Short answer and data interpretation problems performed within the scheduled session (worth 48% of the unit mark)
• In class verbal feedback throughout
• Online ’Community Learning Forum’ on Blackboard, incorporating anonymous submission and discussion
• Written feedback for summative short answer and data interpretation assignments
• Written feedback for the summative full write-up report
• Review BIOL21242 lecture material, in particular, recognition of antigen by B cells and antibodies, the genetics of antigen receptors, generation of antibodies and monoclonal antibodies
• Kuby Immunology (8th edition, 2018), written by Stranford, Owen, Jones and Punt (MacMillan Education)
• Janeway’s Immunobiology (10th edition, 2022), written by Kenneth Murphy and Casey Weaver (Garland Science)
• Roitt’s Essential Immunology (13th edition, 2017), written by Delves, Martin, Burton and Roitt (Wiley-Blackwell). Available as an ebook through the University of Manchester library.
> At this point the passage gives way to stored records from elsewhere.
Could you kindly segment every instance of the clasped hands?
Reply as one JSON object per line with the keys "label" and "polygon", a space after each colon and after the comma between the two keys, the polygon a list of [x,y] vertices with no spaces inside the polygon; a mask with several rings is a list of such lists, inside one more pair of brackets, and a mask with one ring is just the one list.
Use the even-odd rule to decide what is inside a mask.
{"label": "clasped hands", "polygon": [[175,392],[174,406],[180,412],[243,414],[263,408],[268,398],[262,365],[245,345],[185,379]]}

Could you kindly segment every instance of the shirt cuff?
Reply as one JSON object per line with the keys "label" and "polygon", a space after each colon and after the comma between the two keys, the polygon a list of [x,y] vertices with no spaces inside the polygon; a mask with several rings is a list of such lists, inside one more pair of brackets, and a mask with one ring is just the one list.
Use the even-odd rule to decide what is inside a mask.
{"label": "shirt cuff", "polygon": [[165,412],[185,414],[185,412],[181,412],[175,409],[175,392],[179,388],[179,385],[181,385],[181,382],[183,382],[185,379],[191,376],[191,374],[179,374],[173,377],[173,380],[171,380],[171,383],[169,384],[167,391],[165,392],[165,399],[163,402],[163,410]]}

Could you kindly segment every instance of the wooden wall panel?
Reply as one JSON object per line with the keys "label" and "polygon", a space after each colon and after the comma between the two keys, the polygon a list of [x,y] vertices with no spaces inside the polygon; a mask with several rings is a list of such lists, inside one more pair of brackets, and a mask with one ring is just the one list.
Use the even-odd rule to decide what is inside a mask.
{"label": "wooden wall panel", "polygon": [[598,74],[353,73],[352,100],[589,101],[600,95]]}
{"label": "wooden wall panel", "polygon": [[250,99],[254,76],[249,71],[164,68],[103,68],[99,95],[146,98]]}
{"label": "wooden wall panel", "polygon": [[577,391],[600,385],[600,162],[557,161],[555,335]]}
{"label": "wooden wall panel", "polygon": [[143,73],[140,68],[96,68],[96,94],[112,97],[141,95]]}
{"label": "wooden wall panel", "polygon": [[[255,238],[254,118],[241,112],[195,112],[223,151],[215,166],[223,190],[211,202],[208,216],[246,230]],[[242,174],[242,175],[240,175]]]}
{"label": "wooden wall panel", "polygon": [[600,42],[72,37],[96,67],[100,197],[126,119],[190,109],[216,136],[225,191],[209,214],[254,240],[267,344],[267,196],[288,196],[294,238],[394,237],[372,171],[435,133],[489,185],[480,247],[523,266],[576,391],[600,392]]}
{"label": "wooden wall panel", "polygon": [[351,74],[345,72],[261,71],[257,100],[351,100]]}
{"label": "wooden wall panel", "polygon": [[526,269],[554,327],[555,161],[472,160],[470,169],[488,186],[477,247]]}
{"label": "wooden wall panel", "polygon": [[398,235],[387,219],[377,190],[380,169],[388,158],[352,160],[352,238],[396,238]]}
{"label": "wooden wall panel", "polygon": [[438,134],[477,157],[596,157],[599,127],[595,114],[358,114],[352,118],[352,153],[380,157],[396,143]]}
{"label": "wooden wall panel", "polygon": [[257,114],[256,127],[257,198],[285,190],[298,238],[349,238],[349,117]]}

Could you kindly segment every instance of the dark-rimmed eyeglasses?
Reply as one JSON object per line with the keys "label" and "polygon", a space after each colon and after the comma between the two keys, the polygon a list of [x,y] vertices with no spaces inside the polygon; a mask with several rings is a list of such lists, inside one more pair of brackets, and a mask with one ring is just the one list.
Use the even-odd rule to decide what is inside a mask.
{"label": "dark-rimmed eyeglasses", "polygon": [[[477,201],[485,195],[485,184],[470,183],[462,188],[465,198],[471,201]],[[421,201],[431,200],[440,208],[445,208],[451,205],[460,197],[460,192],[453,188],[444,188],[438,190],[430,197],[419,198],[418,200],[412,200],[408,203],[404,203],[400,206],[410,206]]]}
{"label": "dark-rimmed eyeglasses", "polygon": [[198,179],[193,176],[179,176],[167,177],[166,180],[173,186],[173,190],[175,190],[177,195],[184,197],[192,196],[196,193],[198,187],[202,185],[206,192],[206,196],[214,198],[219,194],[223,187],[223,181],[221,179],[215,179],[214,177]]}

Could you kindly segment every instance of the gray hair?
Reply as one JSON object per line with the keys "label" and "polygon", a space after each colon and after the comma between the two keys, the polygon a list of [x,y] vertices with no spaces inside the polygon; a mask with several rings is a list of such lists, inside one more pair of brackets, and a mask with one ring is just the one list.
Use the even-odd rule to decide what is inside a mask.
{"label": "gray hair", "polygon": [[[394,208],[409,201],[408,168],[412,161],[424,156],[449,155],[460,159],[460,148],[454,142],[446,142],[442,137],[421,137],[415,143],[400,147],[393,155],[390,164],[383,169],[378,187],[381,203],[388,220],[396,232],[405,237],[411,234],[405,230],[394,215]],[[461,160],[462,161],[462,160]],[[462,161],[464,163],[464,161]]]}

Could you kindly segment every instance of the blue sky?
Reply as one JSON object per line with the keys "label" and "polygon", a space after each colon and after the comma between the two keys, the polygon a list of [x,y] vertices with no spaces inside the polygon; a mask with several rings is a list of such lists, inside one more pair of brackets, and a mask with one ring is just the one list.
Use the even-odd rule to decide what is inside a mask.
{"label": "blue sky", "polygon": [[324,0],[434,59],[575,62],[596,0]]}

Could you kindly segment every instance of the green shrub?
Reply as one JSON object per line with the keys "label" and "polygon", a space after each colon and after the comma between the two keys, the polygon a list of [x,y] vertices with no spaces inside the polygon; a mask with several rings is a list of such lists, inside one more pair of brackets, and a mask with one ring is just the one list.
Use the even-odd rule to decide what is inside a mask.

• Hurst RJ and Else KJ (2013). Trichuris muris research revisited: a journey through time. Parasitology, 140(11):1325-39
|Scheduled activity hours
|Practical classes & workshops
|Independent study hours
RSM Attendance guidelines: Students must attend all scheduled RSM sessions on time (N.B. Health and safety information is often delivered at the start of practical sessions, and consequently students who are not present at the start may be asked to leave the lab). Students who arrive late will be marked as absent for that session. Failure to attend a session (an unauthorised absence) will result in a 10% (i.e. 10 mark) penalty being applied to the overall RSM mark (i.e. a student obtaining a mark of 65% overall will instead receive a mark of 55%). Furthermore, any students who miss a practical session will not receive a mark for any associated post-lab assessment (N.B. this mark will be removed before calculating the average post-lab mark to avoid a student being penalised twice).Further absences will result in further penalties (i.e. 2 absences = a penalty of 20% (as described above)).